Before we can run the pipeline on this data, we need to modify the config file, which looks like this by default:

range=50 # range around the Tn5 insertion site for which DNA is scanned for k-mer content
bowtieIndex="$HOME/genomes/human/hg19/Bowtie2Index" #index to use for alignment
logDir="temp_brockman_files" #where to put temp files
outDir="kmer_frequencies" #where to output results
adapterFile="../Resources/NexteraPE-PE.fa" # Nextera adapter sequences for trimming adaptor sequences from reads
maxInsertionSize=2000 # maximum insertion size for aligning to the genome
chromBED="$HOME/genomes/human/hg19/chroms.bed" # a BED file where each entry is a chromosome with the start and end marking the first and last bases of the chromosome
genome2bit="$HOME/genomes/human/hg19/allChrs.2bit" # a two-bit representation of the chromosome sequences
mitoChrom="chrM" # the mitochondrial chromosome name (excluded from analysis)
G1BED="../Resources/ReplicationDomains/hg19.K562.G1.bed" #BED file of G1 replication domains 
G2SBED="../Resources/ReplicationDomains/hg19.K562.G2S.bed" #BED file of G2 replication domains
sampleFile="sample_list.txt" # file with one sample per line, tab delimited, with first column the (unique) sample ID, the second and third columns are the paths to the corresponding fastq files

This file must be in bash syntax and is sourceed from brockman_pipeline, so ensure that there are no spaces around the =.
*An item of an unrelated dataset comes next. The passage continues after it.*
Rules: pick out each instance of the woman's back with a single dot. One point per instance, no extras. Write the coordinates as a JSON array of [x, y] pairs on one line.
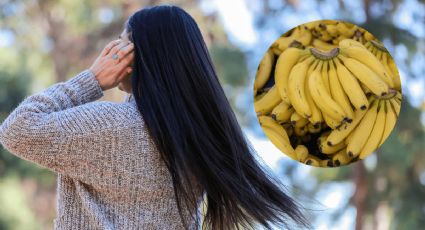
[[110, 174]]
Many of these parameters can be left alone, but some must be updated to allow this example to work:

  • bowtieIndex: This is the path to the bowtie2 index for the genome you are using.
  • genome2bit: This is the 2bit chromosome sequence file for the genome, which are generally available from UCSC or can be created using Kent tools. For hg19, this can be found here
  • chromBED: This is a .bed file containing one entry per chromosome, ranging from 0 to the last base of the chromosome. It can easily be made from the chrom.sizes file located here. Here is an example:
chr1	0	249250621
chr10	0	135534747
chr11	0	135006516
...

If you are changing genome version, you will also want to update G1BED and G2SBED and maybe mitoChrom (if the identifier for the mitochondrial chromosome is different).

Once you have updated the config file, you can run the pipeline on one example, as follows:

brockman_pipeline config.sh 1

This will run the brockman pipeline on the first (1) sample/line of the sampleFile (sample_list.txt) specified in config.sh

To use a job scheduler, you can run brockman_pipeline similar to what follows, although the below example is using GridEngine and this will change according to the job scheduler. Here is the main job file, called example_run_pipeine_UGER.sh:

#!/bin/bash -l

echo Job $JOB_ID:$SGE_TASK_ID started on $HOST: `date` #print to the output file the current job id and task, and host
use Anaconda3 # or however you enable conda on your system
source activate BrockmanEnv # or whatever the conda Brockman environment was named
source config.sh #load config file (just to get $logDir and $sampleFile)

export id=`awk "NR==$SGE_TASK_ID" $sampleFile` # input the $SGE_TASK_IDth line of this file into $id
splitID=($id) #split id on whitespace into array that can be accessed like ${splitID[0]}
export id=${splitID[0]} # First column of the sample file sheet; the sample ID (must be unique)
export logPre=$logDir/$id
#redirect stdout and stderr to the log file
exec 1>>$logPre.olog
exec 2>&1
../brockman_pipeline config.sh $SGE_TASK_ID

qstat -j $JOB_ID | grep "^usage *$SGE_TASK_ID:" #display job usage stats

Which can be run using a command like the following:

qsub  -b y -cwd  -o run_UGER_pipe.olog -l h_vmem=20g,h_rt=99:00:00 -e run_UGER_pipe.olog -N ..example_run_pipeine_UGER.sh -t 1-10 ./example_run_pipeine_UGER.sh

This will run the brockman pipeline on all 10 samples in sampleFile.